The AudioOutputChunk contains both the audio data and metadata needed for playback synchronization:

FieldTypeDescription
Audio[]byteRaw audio data in the configured format
Timestampint64Server-side timestamp
IsFinalboolWhether this is the last chunk in a turn
ErrorerrorNon-nil if an error occurred

Pipe audio from the user’s microphone (or any audio source) into the session. The send loop runs concurrently with the receive goroutine, creating the full-duplex audio channel that S2S models require.

// Stream user audio to the model
for audioChunk := range microphoneStream(ctx) {
if err := session.SendAudio(ctx, audioChunk); err != nil {
log.Printf("send audio error: %v", err)
break
}
}

For optimal performance, send audio in small frames (20ms at 16kHz = 640 bytes per frame). Smaller frames reduce latency because the model begins processing sooner, but increase packet overhead. The 20ms frame size is the standard tradeoff used by most real-time audio systems, including WebRTC.

S2S models handle interruptions naturally because they continuously monitor the input audio stream. When the user begins speaking while the model is generating a response, the model detects the interruption and adjusts its output. This is a fundamental advantage of S2S over traditional pipelines, where the application must explicitly coordinate STT silence detection with TTS playback cancellation — a complex orchestration problem that often results in clipped responses or delayed interruption recognition.

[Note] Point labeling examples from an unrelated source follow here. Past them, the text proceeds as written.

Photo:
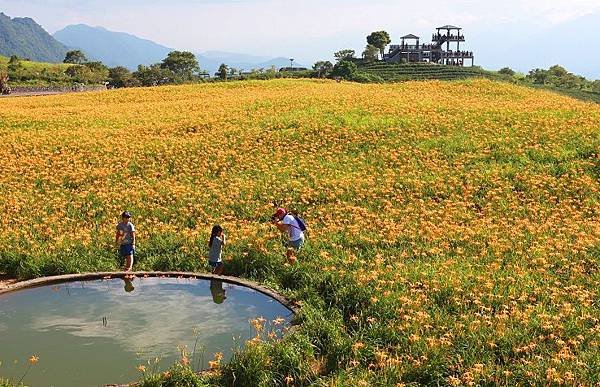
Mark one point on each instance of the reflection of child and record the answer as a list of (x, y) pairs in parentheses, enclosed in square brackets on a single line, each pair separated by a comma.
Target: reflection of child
[(217, 291), (215, 244)]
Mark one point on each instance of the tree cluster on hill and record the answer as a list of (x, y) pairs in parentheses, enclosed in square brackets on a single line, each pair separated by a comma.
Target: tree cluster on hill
[(558, 76)]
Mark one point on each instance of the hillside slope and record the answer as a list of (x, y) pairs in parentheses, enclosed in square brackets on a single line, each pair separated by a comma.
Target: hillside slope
[(424, 71), (27, 39), (454, 226), (112, 48)]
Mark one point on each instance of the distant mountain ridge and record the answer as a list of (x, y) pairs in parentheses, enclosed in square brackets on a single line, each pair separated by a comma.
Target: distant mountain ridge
[(112, 48), (123, 49), (27, 39)]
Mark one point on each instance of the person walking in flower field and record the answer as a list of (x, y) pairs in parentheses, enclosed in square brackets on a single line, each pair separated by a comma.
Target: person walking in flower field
[(125, 239), (294, 227), (215, 245)]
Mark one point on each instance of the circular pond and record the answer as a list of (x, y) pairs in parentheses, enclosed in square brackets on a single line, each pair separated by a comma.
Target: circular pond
[(95, 332)]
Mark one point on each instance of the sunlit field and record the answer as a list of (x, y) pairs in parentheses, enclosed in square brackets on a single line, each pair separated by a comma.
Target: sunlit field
[(454, 227)]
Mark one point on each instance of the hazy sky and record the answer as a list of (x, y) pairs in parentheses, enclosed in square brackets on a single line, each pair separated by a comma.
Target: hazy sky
[(304, 29)]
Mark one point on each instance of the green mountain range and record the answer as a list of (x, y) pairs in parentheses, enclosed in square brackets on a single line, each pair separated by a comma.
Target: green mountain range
[(27, 39)]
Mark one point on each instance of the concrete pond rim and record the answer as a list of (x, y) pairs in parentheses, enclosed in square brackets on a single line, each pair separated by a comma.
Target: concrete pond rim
[(51, 280)]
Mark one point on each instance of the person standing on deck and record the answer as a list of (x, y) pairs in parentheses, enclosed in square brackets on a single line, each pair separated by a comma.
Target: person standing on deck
[(125, 239)]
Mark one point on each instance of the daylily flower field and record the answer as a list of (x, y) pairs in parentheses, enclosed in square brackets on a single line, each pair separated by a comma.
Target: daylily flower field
[(454, 227)]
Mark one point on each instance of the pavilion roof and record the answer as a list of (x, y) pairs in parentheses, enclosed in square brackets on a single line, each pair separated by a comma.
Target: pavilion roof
[(449, 27)]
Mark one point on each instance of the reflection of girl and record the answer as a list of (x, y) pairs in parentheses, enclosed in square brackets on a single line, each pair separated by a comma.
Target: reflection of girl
[(215, 244), (217, 291)]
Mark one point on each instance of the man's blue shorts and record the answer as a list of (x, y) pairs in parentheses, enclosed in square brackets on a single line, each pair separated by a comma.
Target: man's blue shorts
[(297, 244), (215, 265), (126, 250)]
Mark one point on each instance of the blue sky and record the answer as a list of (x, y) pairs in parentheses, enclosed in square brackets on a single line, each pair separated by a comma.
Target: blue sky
[(304, 29)]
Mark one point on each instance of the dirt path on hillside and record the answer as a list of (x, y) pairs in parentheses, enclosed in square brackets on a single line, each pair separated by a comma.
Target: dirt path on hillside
[(34, 93)]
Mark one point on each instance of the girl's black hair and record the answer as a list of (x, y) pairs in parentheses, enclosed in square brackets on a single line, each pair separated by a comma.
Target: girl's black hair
[(215, 231)]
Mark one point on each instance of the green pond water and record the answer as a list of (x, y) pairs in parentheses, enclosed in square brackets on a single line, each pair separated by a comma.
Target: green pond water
[(93, 333)]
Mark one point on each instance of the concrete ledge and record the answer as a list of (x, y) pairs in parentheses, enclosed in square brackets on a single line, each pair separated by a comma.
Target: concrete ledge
[(43, 281)]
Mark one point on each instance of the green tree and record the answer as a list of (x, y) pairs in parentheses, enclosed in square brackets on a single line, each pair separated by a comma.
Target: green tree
[(223, 71), (345, 69), (346, 55), (153, 75), (75, 57), (183, 64), (79, 73), (15, 67), (323, 68), (537, 76), (120, 77), (370, 54), (379, 39), (507, 71)]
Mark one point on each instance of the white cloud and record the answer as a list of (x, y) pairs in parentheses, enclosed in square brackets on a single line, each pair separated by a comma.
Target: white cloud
[(307, 30)]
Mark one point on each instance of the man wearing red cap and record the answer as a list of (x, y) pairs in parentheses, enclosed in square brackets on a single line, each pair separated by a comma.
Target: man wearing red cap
[(288, 223)]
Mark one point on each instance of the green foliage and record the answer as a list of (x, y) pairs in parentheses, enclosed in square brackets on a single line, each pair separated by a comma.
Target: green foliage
[(379, 40), (153, 75), (507, 71), (559, 79), (344, 69), (121, 77), (177, 376), (75, 57), (370, 53), (94, 74), (323, 68), (182, 64), (388, 72), (367, 78), (223, 71), (344, 55), (558, 76)]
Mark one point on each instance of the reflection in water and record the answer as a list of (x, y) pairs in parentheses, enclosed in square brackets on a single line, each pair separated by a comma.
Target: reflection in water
[(97, 332), (128, 284), (217, 291)]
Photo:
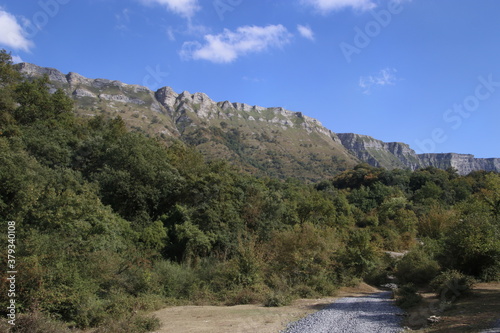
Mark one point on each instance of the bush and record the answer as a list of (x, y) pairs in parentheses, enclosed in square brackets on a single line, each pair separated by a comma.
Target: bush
[(407, 297), (450, 285), (37, 322), (278, 298), (416, 267)]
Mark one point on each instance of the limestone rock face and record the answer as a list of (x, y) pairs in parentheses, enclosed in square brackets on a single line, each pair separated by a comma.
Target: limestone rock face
[(399, 155), (259, 132)]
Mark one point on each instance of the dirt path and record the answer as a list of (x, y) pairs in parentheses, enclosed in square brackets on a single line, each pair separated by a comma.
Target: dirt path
[(245, 318)]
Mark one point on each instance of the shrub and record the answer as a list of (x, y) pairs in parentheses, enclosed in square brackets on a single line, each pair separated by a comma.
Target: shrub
[(416, 267), (407, 297), (451, 284), (278, 298), (37, 322)]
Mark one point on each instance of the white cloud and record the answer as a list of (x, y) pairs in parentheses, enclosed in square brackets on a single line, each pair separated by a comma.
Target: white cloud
[(12, 34), (326, 6), (384, 77), (305, 31), (229, 45), (16, 59), (185, 8)]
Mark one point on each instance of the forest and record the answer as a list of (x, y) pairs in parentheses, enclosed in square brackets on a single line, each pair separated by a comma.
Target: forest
[(111, 224)]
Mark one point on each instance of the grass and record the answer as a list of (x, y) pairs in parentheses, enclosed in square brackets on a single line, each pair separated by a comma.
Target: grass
[(471, 313)]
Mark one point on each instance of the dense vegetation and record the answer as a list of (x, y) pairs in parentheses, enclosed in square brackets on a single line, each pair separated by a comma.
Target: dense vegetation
[(111, 222)]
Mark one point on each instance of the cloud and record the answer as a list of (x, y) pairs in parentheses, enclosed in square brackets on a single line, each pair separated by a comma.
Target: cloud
[(17, 59), (326, 6), (305, 31), (12, 33), (122, 20), (229, 45), (384, 77), (184, 8)]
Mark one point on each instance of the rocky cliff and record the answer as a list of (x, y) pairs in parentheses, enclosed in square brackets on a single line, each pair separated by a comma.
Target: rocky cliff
[(393, 155), (269, 141)]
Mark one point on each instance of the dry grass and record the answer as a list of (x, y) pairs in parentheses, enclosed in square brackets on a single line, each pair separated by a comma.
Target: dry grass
[(245, 318)]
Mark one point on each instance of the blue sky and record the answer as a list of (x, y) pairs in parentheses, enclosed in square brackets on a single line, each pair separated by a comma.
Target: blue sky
[(417, 71)]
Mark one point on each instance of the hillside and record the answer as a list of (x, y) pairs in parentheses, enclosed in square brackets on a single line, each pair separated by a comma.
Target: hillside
[(107, 224), (264, 141)]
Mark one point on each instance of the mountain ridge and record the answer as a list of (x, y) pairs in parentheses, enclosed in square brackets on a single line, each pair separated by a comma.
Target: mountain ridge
[(270, 141)]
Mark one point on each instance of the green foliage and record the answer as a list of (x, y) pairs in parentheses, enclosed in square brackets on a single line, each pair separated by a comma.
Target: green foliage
[(451, 284), (113, 222), (473, 245), (407, 296), (417, 267)]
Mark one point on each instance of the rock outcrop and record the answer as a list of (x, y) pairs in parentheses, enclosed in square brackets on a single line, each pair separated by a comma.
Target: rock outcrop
[(302, 143), (393, 155)]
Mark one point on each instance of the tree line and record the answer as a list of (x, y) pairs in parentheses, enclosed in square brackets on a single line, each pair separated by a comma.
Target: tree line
[(111, 222)]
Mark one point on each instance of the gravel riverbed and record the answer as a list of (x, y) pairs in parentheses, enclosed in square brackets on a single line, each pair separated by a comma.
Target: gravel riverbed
[(373, 313)]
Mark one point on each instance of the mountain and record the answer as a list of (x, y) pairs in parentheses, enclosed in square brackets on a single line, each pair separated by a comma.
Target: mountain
[(265, 141), (268, 141)]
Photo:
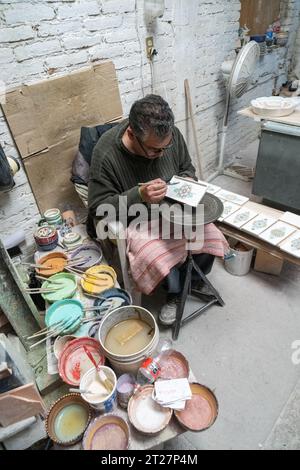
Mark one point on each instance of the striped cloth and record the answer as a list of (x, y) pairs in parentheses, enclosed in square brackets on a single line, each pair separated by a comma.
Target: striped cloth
[(151, 259)]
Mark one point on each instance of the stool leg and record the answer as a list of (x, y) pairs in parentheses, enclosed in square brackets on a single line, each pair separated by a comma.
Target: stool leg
[(180, 307), (206, 281)]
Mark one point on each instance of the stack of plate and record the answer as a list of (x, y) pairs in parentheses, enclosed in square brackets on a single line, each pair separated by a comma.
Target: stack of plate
[(46, 237), (53, 217), (273, 106)]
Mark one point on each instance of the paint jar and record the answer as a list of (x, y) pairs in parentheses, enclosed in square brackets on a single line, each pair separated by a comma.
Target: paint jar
[(125, 389), (53, 217), (103, 402), (239, 261)]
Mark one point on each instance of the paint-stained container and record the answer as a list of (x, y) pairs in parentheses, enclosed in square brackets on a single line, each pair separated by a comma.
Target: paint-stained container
[(99, 398)]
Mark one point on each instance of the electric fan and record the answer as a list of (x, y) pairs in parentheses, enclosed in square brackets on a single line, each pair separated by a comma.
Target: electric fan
[(237, 75)]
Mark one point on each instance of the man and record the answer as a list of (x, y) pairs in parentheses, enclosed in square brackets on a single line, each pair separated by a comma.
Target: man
[(147, 147)]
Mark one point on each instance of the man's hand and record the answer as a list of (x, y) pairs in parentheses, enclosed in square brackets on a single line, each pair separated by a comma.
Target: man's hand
[(153, 191)]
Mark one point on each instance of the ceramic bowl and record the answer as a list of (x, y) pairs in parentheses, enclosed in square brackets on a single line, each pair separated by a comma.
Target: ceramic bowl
[(201, 411), (98, 438), (147, 416), (57, 407)]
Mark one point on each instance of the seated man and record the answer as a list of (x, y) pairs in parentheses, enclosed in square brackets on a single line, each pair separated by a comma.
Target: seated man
[(147, 147)]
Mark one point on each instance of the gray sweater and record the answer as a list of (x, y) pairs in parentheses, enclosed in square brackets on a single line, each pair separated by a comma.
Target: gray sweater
[(115, 171)]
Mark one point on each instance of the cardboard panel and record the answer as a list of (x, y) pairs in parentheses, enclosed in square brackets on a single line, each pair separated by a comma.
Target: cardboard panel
[(45, 119)]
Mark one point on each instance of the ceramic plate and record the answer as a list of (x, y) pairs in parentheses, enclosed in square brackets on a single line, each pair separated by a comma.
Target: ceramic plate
[(201, 411), (147, 416), (70, 311), (277, 233), (65, 285), (292, 244), (74, 362)]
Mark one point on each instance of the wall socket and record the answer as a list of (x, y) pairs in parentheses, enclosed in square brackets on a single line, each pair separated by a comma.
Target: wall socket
[(149, 46)]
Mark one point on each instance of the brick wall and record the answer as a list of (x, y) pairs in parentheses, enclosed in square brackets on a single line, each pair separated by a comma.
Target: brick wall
[(40, 38)]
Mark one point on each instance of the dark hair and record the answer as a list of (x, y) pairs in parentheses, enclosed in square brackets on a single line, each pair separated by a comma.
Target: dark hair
[(151, 113)]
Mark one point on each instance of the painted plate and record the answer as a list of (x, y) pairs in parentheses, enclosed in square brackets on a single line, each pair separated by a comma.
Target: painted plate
[(174, 366), (70, 311), (107, 432), (65, 284), (147, 416), (54, 263), (91, 254), (100, 278), (201, 411), (74, 362), (120, 298)]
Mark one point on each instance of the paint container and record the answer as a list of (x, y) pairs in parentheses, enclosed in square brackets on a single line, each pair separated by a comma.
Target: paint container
[(239, 260), (128, 363), (65, 289), (53, 217), (147, 416), (46, 238), (67, 419), (55, 261), (72, 240), (125, 389), (201, 411), (74, 363), (109, 432), (103, 402), (69, 218), (59, 344), (90, 253)]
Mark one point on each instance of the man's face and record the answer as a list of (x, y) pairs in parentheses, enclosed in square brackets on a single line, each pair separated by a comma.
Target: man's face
[(152, 146)]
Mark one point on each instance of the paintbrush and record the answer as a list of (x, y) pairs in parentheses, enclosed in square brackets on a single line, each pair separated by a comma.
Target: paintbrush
[(150, 182)]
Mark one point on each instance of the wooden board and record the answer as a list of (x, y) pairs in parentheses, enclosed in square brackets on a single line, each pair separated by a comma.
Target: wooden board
[(259, 14), (19, 404), (293, 119), (45, 120)]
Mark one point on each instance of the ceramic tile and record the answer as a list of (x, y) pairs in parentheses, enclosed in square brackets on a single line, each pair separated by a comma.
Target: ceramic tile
[(186, 191), (229, 208), (291, 219), (232, 197), (240, 217), (292, 244), (277, 232), (212, 189), (259, 224)]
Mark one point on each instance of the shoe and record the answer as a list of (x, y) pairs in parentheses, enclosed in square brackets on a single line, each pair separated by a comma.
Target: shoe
[(202, 288), (167, 314)]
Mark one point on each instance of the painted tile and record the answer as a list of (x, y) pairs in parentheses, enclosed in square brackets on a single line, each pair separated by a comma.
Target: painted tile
[(212, 189), (277, 232), (229, 208), (241, 217), (292, 244), (232, 197), (291, 219), (259, 224), (186, 191)]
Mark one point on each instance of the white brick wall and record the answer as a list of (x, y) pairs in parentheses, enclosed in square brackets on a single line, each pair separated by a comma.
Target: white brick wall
[(39, 38)]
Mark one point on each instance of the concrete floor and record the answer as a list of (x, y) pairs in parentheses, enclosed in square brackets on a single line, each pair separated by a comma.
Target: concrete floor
[(243, 352)]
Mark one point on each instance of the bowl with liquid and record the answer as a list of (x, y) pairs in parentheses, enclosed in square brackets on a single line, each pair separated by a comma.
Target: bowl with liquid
[(68, 419), (128, 335)]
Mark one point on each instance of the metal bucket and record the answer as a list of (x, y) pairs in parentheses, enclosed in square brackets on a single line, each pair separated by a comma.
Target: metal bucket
[(238, 262)]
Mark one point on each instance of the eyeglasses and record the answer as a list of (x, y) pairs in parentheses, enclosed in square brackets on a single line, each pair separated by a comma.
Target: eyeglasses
[(153, 149)]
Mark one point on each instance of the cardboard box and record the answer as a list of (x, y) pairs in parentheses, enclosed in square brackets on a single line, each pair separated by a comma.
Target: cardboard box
[(45, 120), (267, 263)]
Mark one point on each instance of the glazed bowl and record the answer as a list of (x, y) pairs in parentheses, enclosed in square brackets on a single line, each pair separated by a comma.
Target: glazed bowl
[(67, 419)]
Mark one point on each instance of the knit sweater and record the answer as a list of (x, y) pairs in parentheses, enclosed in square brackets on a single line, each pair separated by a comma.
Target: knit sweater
[(115, 171)]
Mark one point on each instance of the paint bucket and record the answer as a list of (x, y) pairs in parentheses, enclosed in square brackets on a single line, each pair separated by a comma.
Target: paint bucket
[(128, 363), (105, 403), (238, 261), (125, 389)]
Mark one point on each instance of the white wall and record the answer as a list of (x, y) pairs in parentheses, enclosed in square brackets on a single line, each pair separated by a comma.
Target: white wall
[(43, 38)]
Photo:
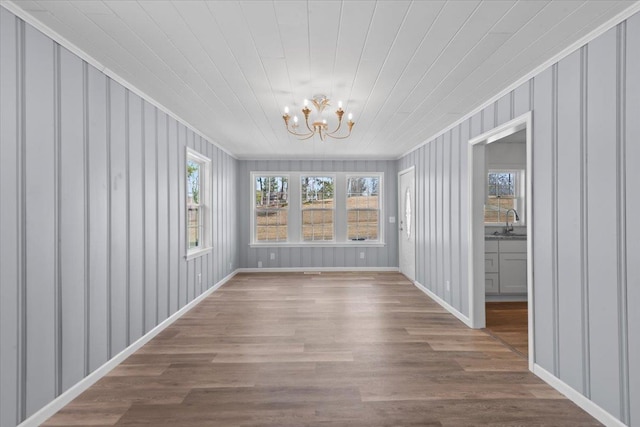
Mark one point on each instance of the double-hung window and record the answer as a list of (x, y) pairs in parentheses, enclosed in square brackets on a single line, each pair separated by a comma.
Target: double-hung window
[(271, 201), (318, 207), (363, 207), (505, 190), (198, 218)]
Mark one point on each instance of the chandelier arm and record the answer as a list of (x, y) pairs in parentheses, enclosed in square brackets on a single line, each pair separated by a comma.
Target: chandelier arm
[(339, 137), (300, 135), (337, 128), (306, 121)]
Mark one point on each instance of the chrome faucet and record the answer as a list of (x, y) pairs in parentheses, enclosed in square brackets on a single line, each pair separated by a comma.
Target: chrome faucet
[(508, 228)]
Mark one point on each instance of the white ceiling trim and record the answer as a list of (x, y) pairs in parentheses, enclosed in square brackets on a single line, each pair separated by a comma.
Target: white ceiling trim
[(622, 16), (62, 41)]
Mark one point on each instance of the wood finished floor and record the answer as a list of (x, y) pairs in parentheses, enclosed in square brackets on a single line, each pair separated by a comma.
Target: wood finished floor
[(507, 321), (337, 349)]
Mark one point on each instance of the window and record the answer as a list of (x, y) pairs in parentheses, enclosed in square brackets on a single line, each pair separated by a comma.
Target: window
[(505, 190), (363, 207), (298, 208), (271, 208), (198, 203), (317, 196)]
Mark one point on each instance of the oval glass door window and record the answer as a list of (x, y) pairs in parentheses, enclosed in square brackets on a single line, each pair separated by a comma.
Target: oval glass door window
[(407, 212)]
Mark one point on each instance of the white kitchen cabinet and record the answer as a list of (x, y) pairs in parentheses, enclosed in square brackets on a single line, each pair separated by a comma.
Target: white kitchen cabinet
[(513, 273), (505, 267)]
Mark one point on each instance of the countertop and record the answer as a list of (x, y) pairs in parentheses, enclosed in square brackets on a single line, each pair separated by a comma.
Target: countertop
[(505, 237)]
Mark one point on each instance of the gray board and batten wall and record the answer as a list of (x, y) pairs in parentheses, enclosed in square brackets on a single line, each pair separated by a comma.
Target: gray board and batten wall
[(586, 242), (88, 265), (92, 226), (317, 257)]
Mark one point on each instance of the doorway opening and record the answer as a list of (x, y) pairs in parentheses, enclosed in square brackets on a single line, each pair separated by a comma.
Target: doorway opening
[(406, 222), (500, 247)]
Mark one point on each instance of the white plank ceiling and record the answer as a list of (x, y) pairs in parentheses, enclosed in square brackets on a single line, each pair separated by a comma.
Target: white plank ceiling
[(405, 69)]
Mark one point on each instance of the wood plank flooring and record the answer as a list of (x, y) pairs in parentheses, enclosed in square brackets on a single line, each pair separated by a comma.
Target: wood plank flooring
[(336, 349), (507, 321)]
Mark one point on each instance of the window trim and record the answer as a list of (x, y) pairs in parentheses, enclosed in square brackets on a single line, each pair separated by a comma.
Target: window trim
[(380, 177), (294, 226), (520, 191), (335, 201), (252, 195), (206, 188)]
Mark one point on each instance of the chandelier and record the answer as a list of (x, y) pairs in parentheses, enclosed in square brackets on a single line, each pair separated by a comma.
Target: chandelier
[(318, 125)]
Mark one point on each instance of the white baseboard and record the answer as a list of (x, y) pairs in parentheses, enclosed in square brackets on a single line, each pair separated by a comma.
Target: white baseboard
[(451, 309), (314, 269), (576, 397), (65, 398)]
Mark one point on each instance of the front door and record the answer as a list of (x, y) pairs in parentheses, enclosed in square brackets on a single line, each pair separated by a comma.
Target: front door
[(407, 221)]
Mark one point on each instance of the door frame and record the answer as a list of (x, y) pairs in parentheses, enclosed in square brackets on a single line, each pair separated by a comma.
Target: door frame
[(402, 172), (476, 179)]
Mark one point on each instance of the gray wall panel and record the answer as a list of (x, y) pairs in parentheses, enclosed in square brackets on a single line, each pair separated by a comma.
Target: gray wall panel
[(100, 204), (456, 218), (163, 218), (522, 101), (40, 192), (117, 141), (10, 259), (603, 298), (569, 224), (632, 208), (543, 267), (173, 260), (585, 111), (71, 218), (136, 218), (504, 108), (98, 182), (151, 217)]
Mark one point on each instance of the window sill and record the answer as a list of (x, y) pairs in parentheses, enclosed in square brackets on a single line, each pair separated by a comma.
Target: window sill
[(197, 253), (373, 244)]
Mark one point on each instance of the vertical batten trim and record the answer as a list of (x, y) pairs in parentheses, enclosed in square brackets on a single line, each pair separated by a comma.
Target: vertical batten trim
[(155, 126), (143, 143), (87, 217), (461, 152), (127, 161), (532, 83), (57, 172), (554, 220), (168, 207), (621, 223), (584, 222), (450, 292), (108, 160), (177, 284), (21, 410), (512, 104)]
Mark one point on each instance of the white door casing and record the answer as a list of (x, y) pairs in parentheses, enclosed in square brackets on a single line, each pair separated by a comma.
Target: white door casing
[(406, 220)]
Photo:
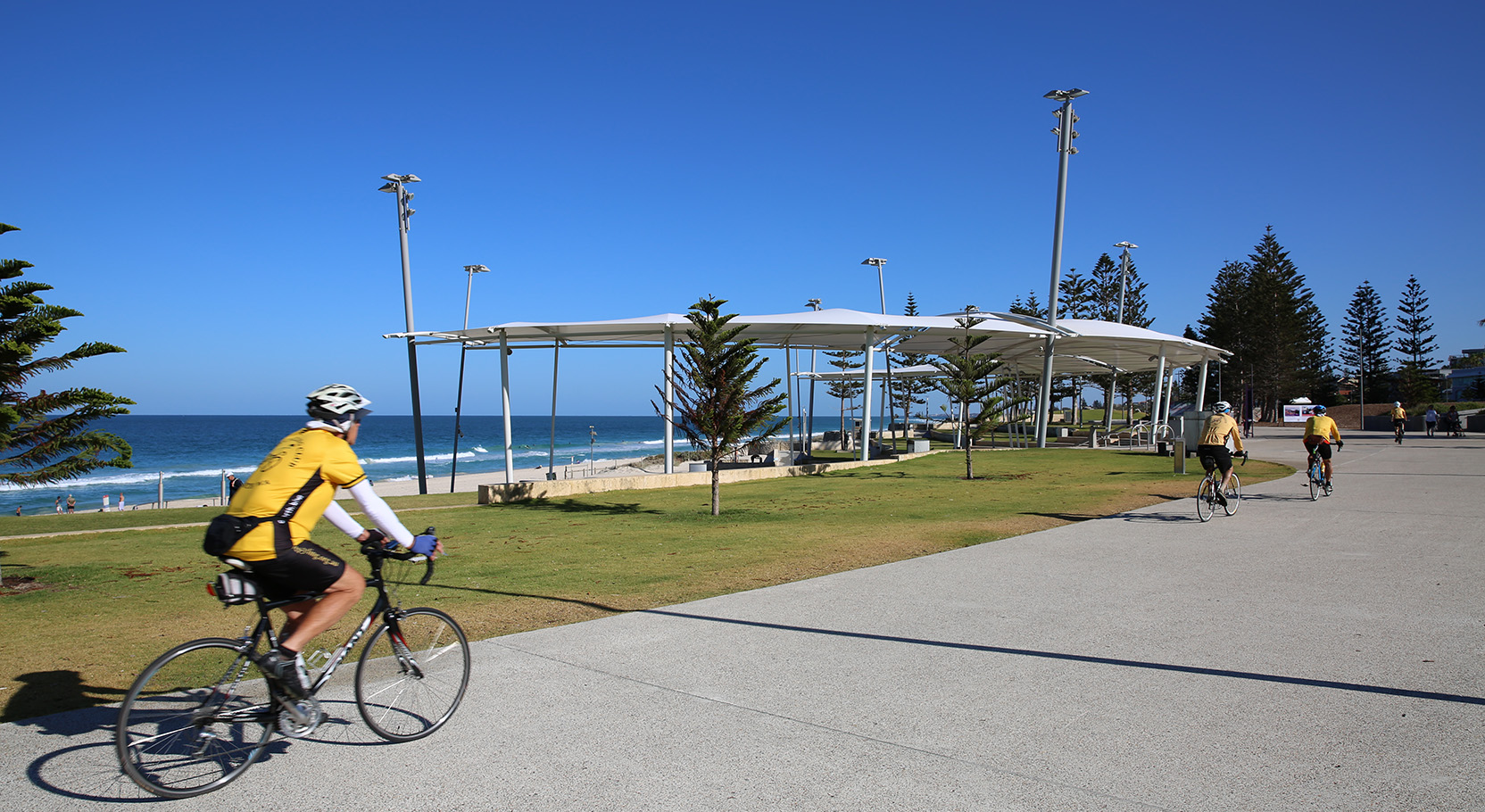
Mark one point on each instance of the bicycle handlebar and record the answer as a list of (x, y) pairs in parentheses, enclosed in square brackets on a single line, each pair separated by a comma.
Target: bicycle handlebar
[(376, 552)]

User Microphone User Speaker
│ ▲
▼ │
SendAudio(ctx, audio) ReceiveAudio()
│ │
▼ │
┌─────────────────── S2S Session ──────────────────┐
│ │
│ Audio In ──▶ Amazon Nova Model ──▶ Audio Out │
│ │
└───────────────────────────────────────────────────┘
  1. Set AWS credentials in the environment.
  2. Run the application and say “Hello, who are you?”
  3. Verify the model responds with voice within 500ms.
  4. Try interrupting the model while it is speaking and confirm it adapts.